Why does the OCaml pattern `zero -> zero` seem to match everything?

Question

Here is a snippet of code from my book, and I'm not sure about how the matching works apparently because it seems the first case matches everything. Here are the warnings Ocaml throws at me:

# let zero = 0;;
# let one = 1;;
# let rec fib i =
match i with
zero -> zero
| one -> one
| j -> fib (j - 2) + fib (j - 1);;
Characters 57-60:


Warning: this match case is unused.
Characters 74-75:
Warning: this match case is unused.
| one -> one
^^^
| j -> fib (j - 2) + fib (j - 1);; 
^
val fib : int -> int = <fun>
# fib 1;;
- : int = 1
# fib 2002;;
- : int = 2002

Answer 1

This is a fairly common source of confusion. In essence you want to think of patterns as being built from constants (like 0 and 1) and identifiers that are bound by the pattern.

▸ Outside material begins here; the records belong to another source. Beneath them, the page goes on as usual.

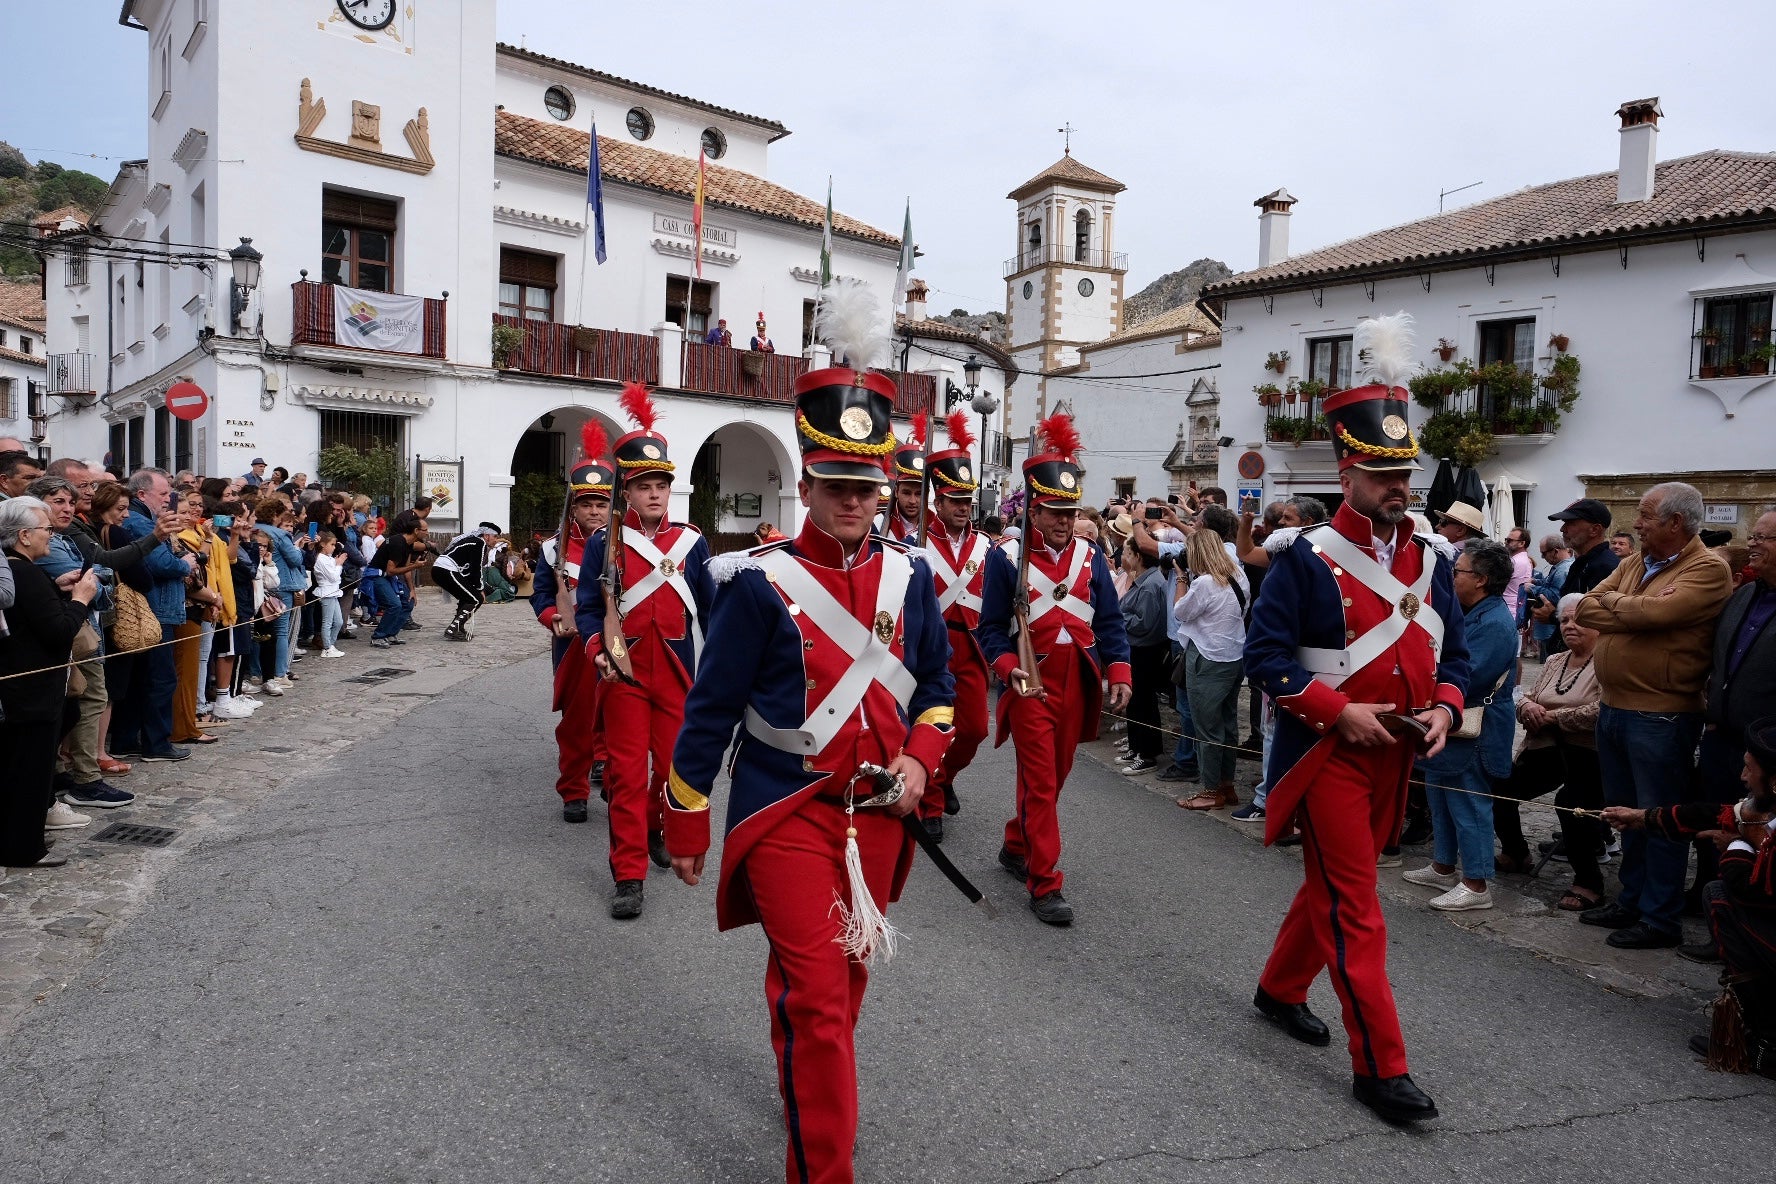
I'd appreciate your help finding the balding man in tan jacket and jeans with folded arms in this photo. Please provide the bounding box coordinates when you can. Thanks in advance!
[1579,481,1732,950]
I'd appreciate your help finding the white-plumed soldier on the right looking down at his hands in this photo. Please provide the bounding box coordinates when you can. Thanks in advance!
[1245,314,1469,1122]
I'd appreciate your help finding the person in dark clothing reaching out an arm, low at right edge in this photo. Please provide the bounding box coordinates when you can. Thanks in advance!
[1604,719,1776,1077]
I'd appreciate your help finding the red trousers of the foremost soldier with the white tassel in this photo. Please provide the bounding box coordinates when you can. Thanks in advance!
[744,797,908,1184]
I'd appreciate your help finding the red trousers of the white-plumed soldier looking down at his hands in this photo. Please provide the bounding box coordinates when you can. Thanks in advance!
[1257,740,1412,1077]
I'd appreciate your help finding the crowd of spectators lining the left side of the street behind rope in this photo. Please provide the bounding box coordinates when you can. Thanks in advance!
[0,449,527,884]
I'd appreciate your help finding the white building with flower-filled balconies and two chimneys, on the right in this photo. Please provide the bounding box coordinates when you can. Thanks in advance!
[1202,99,1776,540]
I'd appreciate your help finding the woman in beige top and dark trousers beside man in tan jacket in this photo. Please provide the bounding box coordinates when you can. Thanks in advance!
[1492,593,1604,912]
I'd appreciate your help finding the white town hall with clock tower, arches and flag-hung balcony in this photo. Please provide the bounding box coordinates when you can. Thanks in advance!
[43,0,1008,536]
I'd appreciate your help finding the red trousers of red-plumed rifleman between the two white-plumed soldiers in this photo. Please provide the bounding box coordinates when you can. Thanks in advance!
[1001,643,1085,896]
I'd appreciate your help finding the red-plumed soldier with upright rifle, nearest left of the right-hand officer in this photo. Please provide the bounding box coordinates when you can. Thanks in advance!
[975,415,1130,925]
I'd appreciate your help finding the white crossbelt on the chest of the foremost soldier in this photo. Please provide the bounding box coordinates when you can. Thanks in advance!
[746,547,918,756]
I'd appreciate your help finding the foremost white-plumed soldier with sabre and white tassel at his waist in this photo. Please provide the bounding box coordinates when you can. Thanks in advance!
[666,331,952,1184]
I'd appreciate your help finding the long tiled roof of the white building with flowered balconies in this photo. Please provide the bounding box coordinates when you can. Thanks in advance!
[1202,149,1776,300]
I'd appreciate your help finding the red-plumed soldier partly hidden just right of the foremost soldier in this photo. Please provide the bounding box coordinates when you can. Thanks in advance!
[902,412,993,840]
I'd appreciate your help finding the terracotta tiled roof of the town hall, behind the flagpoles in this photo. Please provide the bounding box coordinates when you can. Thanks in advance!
[494,112,900,247]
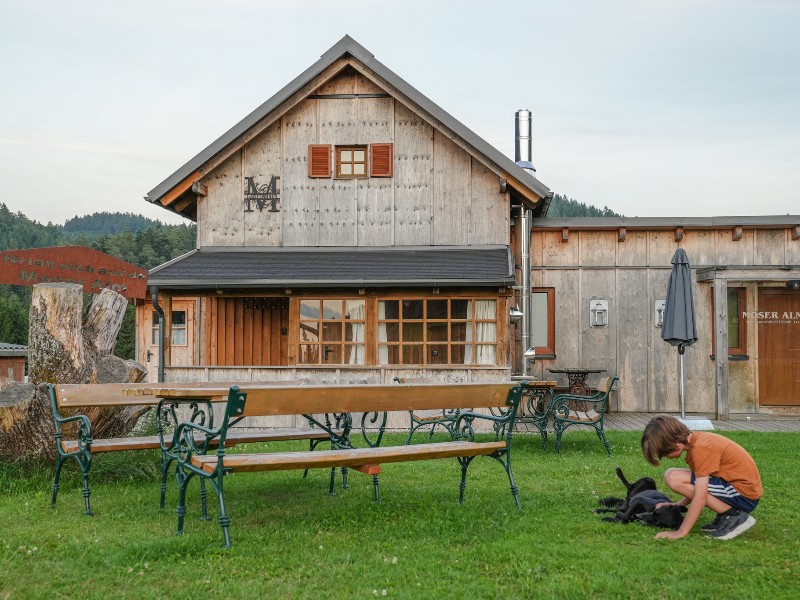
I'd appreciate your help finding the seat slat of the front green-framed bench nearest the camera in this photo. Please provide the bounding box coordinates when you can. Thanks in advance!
[192,441,506,473]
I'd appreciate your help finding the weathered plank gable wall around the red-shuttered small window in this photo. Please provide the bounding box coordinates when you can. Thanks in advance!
[197,69,511,247]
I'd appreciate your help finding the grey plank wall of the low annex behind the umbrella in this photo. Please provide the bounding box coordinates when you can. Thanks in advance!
[531,228,800,413]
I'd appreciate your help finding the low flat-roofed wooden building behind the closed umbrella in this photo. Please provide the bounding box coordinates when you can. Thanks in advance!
[531,215,800,418]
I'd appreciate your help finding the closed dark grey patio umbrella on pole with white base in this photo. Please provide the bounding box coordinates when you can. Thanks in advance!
[661,248,713,429]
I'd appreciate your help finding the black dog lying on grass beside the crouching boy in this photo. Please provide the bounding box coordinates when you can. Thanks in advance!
[594,467,686,529]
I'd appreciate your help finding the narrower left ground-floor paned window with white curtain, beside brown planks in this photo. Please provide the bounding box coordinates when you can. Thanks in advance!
[298,298,366,365]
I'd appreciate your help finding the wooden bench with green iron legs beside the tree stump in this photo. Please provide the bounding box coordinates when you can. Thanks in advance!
[48,383,334,516]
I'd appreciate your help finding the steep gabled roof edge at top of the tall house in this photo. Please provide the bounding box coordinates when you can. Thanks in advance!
[145,35,550,218]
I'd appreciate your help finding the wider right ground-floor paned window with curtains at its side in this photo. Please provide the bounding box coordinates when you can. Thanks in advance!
[378,298,497,365]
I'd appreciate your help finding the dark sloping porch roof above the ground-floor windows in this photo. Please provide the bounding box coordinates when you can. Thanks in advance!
[148,246,515,289]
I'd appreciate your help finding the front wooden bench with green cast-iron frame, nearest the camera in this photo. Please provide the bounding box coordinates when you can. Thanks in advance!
[159,383,526,547]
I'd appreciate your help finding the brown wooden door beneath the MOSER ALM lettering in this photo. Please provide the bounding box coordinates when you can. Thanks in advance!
[755,288,800,406]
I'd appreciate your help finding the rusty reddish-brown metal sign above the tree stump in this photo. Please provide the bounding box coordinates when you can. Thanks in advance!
[0,246,148,299]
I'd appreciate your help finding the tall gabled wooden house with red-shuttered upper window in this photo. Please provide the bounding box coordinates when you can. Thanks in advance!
[137,36,552,383]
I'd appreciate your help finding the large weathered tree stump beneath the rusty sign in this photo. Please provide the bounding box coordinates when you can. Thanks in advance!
[0,283,148,460]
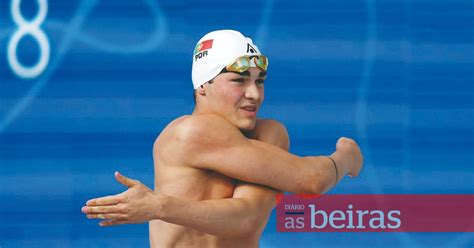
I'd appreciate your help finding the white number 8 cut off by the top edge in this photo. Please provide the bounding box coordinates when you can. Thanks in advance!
[8,0,49,78]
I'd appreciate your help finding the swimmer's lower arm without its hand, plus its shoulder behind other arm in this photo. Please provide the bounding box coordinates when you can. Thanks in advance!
[154,120,289,237]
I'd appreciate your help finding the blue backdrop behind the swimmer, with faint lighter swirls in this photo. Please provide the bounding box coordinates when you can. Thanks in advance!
[0,0,474,248]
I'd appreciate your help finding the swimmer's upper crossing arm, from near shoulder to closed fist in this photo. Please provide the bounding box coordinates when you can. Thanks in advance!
[172,115,362,194]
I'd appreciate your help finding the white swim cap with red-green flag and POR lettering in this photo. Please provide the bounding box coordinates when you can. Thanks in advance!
[192,30,261,89]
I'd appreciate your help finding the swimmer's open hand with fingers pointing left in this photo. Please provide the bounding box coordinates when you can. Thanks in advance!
[81,172,160,226]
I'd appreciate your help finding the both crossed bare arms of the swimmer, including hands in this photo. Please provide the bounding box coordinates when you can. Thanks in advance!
[83,116,362,236]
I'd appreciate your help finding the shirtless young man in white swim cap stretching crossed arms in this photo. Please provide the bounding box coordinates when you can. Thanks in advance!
[83,30,362,247]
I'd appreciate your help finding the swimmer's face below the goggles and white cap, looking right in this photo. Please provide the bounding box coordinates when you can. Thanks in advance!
[206,67,266,131]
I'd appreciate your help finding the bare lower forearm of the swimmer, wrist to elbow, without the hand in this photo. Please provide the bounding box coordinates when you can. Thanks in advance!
[155,184,275,238]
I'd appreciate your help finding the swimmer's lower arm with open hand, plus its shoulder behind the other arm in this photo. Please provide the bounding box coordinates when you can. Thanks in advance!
[83,120,289,237]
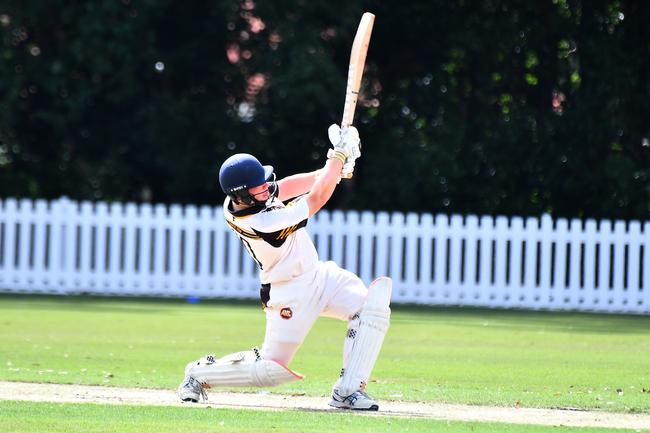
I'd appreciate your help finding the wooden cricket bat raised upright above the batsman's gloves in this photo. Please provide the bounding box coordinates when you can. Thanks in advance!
[341,12,375,179]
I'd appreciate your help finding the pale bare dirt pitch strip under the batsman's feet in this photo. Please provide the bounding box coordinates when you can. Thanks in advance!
[0,381,650,431]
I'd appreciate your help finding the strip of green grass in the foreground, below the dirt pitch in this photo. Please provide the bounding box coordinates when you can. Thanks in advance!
[0,401,633,433]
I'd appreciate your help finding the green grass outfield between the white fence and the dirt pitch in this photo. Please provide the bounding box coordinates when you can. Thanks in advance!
[0,295,650,431]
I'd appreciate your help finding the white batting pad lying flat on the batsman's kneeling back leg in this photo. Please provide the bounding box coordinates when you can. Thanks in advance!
[185,350,303,387]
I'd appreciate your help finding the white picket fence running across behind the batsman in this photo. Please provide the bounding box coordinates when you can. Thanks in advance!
[0,199,650,313]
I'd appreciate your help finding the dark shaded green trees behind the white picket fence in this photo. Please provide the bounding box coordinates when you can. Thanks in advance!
[0,0,650,219]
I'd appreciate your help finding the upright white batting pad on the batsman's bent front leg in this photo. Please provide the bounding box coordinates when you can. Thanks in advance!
[337,277,393,396]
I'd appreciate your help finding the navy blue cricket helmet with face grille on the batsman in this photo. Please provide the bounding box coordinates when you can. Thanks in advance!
[219,153,277,205]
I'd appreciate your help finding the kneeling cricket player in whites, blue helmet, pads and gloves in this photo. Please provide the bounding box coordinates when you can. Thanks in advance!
[178,125,392,411]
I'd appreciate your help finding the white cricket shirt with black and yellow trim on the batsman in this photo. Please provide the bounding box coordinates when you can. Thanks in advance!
[223,197,318,284]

When an identifier shows up in a pattern, it matches anything at all, and binds the matched value to the identifier. An identifier in a pattern does not refer to any previous value associated with the identifier. So, indeed, your pattern will always match the first case and bind zero to the value of i.

You could imagine that you'd like to be able to give names to constant values, then use the names rather than the constants in a pattern. However OCaml (like other FP languages) doesn't work that way. One advantage (seems to me) is that it keeps things simple.